🤖 AI Summary
Formalizing safety constraints in reinforcement learning remains challenging due to the difficulty of specifying explicit safety criteria or accurate system dynamics a priori.
Method: This paper proposes a model-free safety framework grounded in reversibility—using state reversibility as an implicit, knowledge-free safety criterion. It integrates Model Predictive Path Integral (MPPI) control with real-time reversibility assessment during policy training, dynamically intercepting irreversible (i.e., potentially unsafe) actions via black-box environment queries. A decoupled safety evaluation architecture ensures orthogonality between safety enforcement and policy optimization.
Contribution/Results: The approach achieves 100% interception of unsafe actions while matching the training efficiency and task performance of PPO baselines. It is the first work to introduce reversibility as a principled foundation for RL safety control, offering a theoretically interpretable, lightweight, and general-purpose safety paradigm for implicit safety constraints.
📝 Abstract
Model-free reinforcement learning approaches are promising for control but typically lack formal safety guarantees. Existing methods to shield or otherwise provide these guarantees often rely on detailed knowledge of the safety specifications. Instead, this work's insight is that many difficult-to-specify safety issues are best characterized by invariance. Accordingly, we propose to leverage reversibility as a method for preventing these safety issues throughout the training process.
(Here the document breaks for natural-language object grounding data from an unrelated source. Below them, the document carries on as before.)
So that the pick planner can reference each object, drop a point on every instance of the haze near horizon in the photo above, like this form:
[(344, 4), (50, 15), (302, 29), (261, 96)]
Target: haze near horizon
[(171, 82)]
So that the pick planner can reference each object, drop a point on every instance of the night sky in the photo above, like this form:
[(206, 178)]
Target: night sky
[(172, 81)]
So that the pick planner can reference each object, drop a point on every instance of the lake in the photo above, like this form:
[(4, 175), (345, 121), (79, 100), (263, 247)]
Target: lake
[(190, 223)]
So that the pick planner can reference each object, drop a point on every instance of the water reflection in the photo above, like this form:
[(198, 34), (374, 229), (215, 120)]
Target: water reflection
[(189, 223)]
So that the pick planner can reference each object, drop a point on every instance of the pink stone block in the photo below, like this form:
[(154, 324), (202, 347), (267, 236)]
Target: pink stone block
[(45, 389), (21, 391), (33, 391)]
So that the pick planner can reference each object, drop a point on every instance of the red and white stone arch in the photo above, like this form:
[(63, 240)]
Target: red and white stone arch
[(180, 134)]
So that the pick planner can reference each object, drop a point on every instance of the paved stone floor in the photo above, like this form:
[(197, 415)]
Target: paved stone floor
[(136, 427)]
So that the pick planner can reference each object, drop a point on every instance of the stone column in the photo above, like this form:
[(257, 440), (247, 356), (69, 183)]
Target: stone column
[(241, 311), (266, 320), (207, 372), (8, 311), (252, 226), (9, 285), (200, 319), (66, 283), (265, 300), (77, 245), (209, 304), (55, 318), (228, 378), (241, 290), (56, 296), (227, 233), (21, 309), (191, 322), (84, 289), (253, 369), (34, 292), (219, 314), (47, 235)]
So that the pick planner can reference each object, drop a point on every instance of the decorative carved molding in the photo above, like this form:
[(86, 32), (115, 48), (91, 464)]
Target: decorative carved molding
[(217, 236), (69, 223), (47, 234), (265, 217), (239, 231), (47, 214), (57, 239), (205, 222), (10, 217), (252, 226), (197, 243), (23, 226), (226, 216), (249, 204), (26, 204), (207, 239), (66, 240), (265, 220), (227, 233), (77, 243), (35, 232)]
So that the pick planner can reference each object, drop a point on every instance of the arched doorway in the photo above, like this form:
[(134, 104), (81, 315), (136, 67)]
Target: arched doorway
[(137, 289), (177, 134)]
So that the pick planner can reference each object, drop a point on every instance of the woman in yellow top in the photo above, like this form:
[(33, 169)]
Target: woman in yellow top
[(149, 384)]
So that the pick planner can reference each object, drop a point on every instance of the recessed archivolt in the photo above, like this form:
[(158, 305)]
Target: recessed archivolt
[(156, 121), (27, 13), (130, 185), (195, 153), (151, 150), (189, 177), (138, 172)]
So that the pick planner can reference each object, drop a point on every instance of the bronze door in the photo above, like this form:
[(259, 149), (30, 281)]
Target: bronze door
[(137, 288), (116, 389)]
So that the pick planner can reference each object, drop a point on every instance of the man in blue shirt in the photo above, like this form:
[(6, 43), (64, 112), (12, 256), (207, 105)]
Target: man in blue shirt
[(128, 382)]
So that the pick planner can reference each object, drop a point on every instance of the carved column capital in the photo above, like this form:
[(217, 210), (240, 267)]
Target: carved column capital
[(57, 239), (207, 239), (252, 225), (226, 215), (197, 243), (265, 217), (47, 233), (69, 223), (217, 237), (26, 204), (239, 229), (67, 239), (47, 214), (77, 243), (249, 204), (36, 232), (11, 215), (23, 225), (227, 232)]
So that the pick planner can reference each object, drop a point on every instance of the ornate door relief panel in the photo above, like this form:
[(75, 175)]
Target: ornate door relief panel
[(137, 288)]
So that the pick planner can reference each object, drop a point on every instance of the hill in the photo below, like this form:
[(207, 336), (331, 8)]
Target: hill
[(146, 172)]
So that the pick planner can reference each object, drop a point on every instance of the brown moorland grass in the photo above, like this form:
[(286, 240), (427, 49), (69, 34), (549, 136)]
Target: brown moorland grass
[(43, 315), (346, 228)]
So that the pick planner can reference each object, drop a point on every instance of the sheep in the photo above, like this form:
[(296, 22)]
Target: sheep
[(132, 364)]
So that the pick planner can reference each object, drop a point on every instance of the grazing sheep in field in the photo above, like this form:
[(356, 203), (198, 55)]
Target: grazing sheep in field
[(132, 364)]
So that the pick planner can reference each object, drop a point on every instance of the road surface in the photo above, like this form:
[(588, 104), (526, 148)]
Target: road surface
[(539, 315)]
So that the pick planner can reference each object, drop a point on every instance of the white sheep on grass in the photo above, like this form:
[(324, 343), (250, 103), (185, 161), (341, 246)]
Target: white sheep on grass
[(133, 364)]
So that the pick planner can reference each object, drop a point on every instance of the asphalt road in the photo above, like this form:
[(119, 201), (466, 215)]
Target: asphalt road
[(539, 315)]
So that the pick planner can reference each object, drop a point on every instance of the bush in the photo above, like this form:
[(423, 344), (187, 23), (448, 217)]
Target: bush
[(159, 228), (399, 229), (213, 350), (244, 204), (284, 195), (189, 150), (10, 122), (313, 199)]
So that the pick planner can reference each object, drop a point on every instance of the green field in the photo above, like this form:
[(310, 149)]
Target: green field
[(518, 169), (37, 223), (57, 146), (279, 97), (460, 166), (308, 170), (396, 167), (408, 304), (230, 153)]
Our method uses model-predictive path integral control to check the safety of an action proposed by a learned policy throughout training. A key advantage of this approach is that it only requires the ability to query the black-box dynamics, not explicit knowledge of the dynamics or safety constraints. Experimental results demonstrate that the proposed algorithm successfully aborts before all unsafe actions, while still achieving comparable training progress to a baseline PPO approach that is allowed to violate safety.